The purpose of this study was to determine the effect of vitamin D supplementation on atopic dermatitis (AD) that worsened in the winter.
Mongolian children aged 2 to 17 years old (n = 107; 59% male, median age 9 years, interquartile range 4–14 years) with AD for which there was a history of worsening during the fall to winter transition.
Subjects were randomized to receive oral cholecalciferol (vitamin D3) 1000 IU or placebo daily for 1 month. Both groups received instructions about basic skin care, education about AD, and emollients. Eczema Area and Severity Index (EASI) and Investigator’s Global Assessment (IGA) scores were assessed before and after the intervention.

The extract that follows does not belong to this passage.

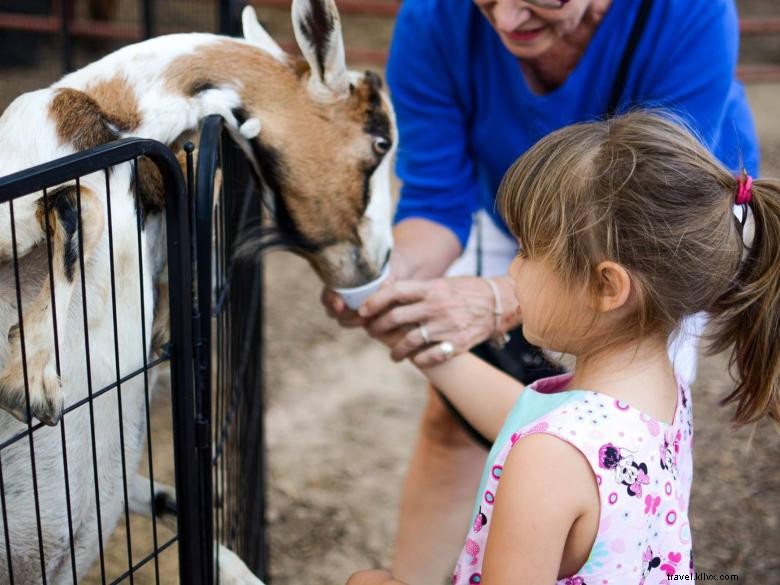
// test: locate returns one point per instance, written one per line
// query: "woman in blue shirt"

The median age of AD onset was 3 months. Baseline EASI and IGA scores did not differ between groups and indicated that the majority of the study population had moderate AD. One month of vitamin D supplementation produced a clinically and statistically significant improvement in EASI score compared with placebo (–6.5 ± 8.8 vs –3.3 ± 7.6 in the control group, P = .01). Both groups improved over the course of the study, but the intervention group demonstrated an average 29% decrease, whereas the placebo group had an average 16% decrease (P = .02). Children on vitamin D supplementation also showed more improved IGA scores than those on placebo (56% vs 43% of subjects improved, P = .03). Parental assessment showed the groups starting to diverge at 2 weeks. At 1 month, 64% of parents whose children received vitamin D reported improvement, whereas 43% of those whose children received placebo reported improvement (P = .03).
In patients with moderate winter-related AD, oral supplementation with vitamin D 1000 IU daily led to clinically and statistically significant improvement.

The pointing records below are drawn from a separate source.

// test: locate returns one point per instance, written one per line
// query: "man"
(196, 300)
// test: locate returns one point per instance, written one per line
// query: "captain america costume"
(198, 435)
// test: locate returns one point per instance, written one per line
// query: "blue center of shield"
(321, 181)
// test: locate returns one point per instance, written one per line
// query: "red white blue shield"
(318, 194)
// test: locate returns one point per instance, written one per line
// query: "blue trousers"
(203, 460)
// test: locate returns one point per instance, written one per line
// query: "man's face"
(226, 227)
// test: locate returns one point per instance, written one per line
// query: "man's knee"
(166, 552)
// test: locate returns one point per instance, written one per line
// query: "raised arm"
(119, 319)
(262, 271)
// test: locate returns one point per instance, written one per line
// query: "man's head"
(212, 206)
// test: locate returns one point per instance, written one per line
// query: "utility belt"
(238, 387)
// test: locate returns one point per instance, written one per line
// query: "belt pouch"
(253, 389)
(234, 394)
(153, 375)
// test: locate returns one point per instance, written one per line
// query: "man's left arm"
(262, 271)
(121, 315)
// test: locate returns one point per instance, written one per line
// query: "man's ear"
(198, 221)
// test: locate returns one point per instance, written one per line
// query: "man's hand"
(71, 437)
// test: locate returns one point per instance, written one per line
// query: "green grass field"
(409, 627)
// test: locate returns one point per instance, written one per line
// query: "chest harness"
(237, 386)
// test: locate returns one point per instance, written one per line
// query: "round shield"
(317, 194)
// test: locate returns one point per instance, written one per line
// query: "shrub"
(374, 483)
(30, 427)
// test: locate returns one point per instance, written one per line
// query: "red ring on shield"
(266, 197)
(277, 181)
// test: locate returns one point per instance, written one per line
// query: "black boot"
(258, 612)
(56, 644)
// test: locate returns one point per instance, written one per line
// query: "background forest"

There are some limitations to this study. The authors did not check serum vitamin D levels before and after intervention. Therefore, they could not correlate improvement with baseline vitamin D levels. On the basis of previous work in Ulaanbaatar and other northern latitudes (the latitude of Ulaanbaatar is roughly the same as the US-Canadian border in the Midwest), it is reasonable to assume that many, if not most, subjects had deficient (<20 ng/dL) or insufficient (20–29.9 ng/dL) vitamin D levels. Higher doses of vitamin D and/or longer intervention might have resulted in more improvement in this study. Vitamin D is a hot topic these days with numerous intervention studies in many areas of medicine. People living in northern latitudes are at great risk of vitamin D insufficiency or deficiency. Vitamin D supplementation is inexpensive, and at usual doses, it is virtually risk free. Physicians treating patients with moderate-severe AD should consider checking serum vitamin levels before recommending supplementation or consider supplementing empirically.